Despite a fall in overall jobs in the UK, skills short sectors are still battling for talent.
That’s according to the latest data from the world’s largest network of job boards, Broadbean Technology.
The firm’s data shows a 2% decline in vacancies in June when compared to May’s figures, indicative of a broader slowdown in hiring.
While a fall in jobs will result in fewer applications, the 30% decline in the number of people applying for jobs does point to a growing skills shortage.
This is further evidenced by the sector job and application figures.
According to Broadbean’s data, Engineering accounted for the lion’s share of the jobs, with 11% of all vacancies falling in this remit. IT claimed second spot (10%) while Education and Training accounted for the third highest number of vacancies (7% of the total).
The demand for resources in Engineering represents a 3% increase in jobs month-on-month. Applications, meanwhile, fell 32%. While IT saw a month-on-month decline in new jobs (-4%), the number of active candidates saw a sharper decline (-25%).

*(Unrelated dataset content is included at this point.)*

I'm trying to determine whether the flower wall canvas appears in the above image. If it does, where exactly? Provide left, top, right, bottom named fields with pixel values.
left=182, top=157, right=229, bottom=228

Alex Fourlis, Managing Director at Broadbean Technology explained, skills shortages are still plaguing many firms despite the overall slowdown in hiring, “Although the market is slowing down, the skills crisis is far from over.
“The UK simply doesn’t have enough of the highly trained and highly skilled professionals it needs to fill the demand.
“It’s imperative that employers stay focused on the skills agenda and continue to invest in talent attraction and development if they are to grow their competitive standing.
“The lack of candidates isn’t going to be solved overnight and is already a big issue for firms.
“Those that can get in front of the right people quickly, and via the right channels, will be the ones in a prime position to win the war for talent.”
Tim Norford, Head of Renewables at Astute Technical Recruitment, said, “The demand for leading talent, especially in the engineering space, has not dropped and we have seen exceptional demand for candidates across the renewables sector.
“With energy recruitment still thriving, we have seen a noticeable shift in businesses retaining our services.
“One of the main reasons for companies choosing to partner on retained campaigns is the positive message it sends to the market.
“Retained campaigns highlight to leading candidates that the hiring company is committed to recruiting the role or roles.
“Furthermore, retained recruitment campaigns enable the recruiter to really sell the hiring company’s culture, something that is proving increasingly important in attracting the best candidates.
“Businesses that can showcase their reputation, culture and career development opportunities will be best placed to mitigate against the ongoing talent shortages.”